TRIBUNE : Visite privée du président francais E. Macron au quartier réputé de Bandalungwa à Kinshasa, une promotion culturelle ou un déshonneur burlesque pour la République ?


Arrivé à Kinshasa au milieu de la nuit du 03 au 04 mars pour une visite d’amitié et du travail, lui qui était à Brazzaville capitale de la République du Congo en cours de sa tournée africaine, le président français Emmanuel Macron aurait, en plus de sa prise de parole scrutée qui a semblé donner des leçons au peuple congolais sur la question sécuritaire à l’est du pays lors de la conférence de presse conjointe avec son homologue Félix Tshisekedi tenue le 04 mars au palais de la nation, amadouement tourné en ridicule l’image du peuple congolais à travers sa balade de flétrissure aux petits bars de Bandal à Kinshasa.

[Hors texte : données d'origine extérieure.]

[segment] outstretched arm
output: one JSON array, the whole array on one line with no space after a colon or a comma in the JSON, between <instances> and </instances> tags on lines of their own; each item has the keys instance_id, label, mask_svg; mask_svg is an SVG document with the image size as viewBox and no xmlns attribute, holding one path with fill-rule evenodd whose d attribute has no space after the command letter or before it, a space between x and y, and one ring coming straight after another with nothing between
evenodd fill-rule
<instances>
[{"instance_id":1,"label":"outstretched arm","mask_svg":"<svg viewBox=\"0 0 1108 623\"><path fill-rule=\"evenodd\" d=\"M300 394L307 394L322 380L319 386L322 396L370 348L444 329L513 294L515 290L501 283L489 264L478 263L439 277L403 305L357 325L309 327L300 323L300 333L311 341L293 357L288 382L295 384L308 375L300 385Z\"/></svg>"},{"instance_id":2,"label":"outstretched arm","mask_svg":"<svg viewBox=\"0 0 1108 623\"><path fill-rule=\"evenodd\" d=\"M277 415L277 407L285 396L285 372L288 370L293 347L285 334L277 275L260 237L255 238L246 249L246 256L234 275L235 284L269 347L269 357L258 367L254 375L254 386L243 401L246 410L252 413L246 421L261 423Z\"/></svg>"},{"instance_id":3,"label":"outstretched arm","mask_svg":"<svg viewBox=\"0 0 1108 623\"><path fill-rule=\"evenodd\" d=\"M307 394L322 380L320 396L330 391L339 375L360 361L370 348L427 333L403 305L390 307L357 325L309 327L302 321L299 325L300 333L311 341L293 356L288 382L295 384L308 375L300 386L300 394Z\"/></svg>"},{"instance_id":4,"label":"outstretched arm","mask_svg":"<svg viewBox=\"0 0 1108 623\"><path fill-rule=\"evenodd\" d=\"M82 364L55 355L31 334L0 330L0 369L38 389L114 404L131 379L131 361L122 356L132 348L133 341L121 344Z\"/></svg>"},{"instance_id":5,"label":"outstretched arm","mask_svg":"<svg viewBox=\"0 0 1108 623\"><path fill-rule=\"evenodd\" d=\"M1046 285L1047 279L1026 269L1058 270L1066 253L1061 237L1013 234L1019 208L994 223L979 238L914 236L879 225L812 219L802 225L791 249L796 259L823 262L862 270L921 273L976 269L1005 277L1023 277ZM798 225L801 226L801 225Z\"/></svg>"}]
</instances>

Parlons-en, la République française, membre permanent de conseil de sécurité des nations unies ayant le droit de veto, a toujours été musclée et très impliquée dans la résolution des problèmes européens et occidentaux. par contre, étant visiblement molle et réservée à apporter une solution pérenne aux problèmes de pays africains, elle se trouve être dans une situation de coupure de cordon avec bien des pays africains dont la cause principale demeure le rapport de « paternalisme » que celle-ci entretient depuis toujours avec ses anciennes colonies. Cette situation, s’avérant aggravante met en mal les intérêts de la France vis-à-vis de ces pays africains et trace un couloir de mort au terme péjorativement connoté de néocolonialisme « Françafrique ». Les effets de ce déracinement sont manifestes dans les pays de l’ouest comme Guinée, Burkina-Faso, Mali où d’ailleurs la langue française est envoi de la mise à la porte après un acte de bravoure posé par les autorités maliennes qui ont exigé le retrait sur leur territoire des troupes françaises ayant été en mission de l’opération Barkhane au Sahel et au Sahara depuis 2013 dont le résultat s’avère chaotique.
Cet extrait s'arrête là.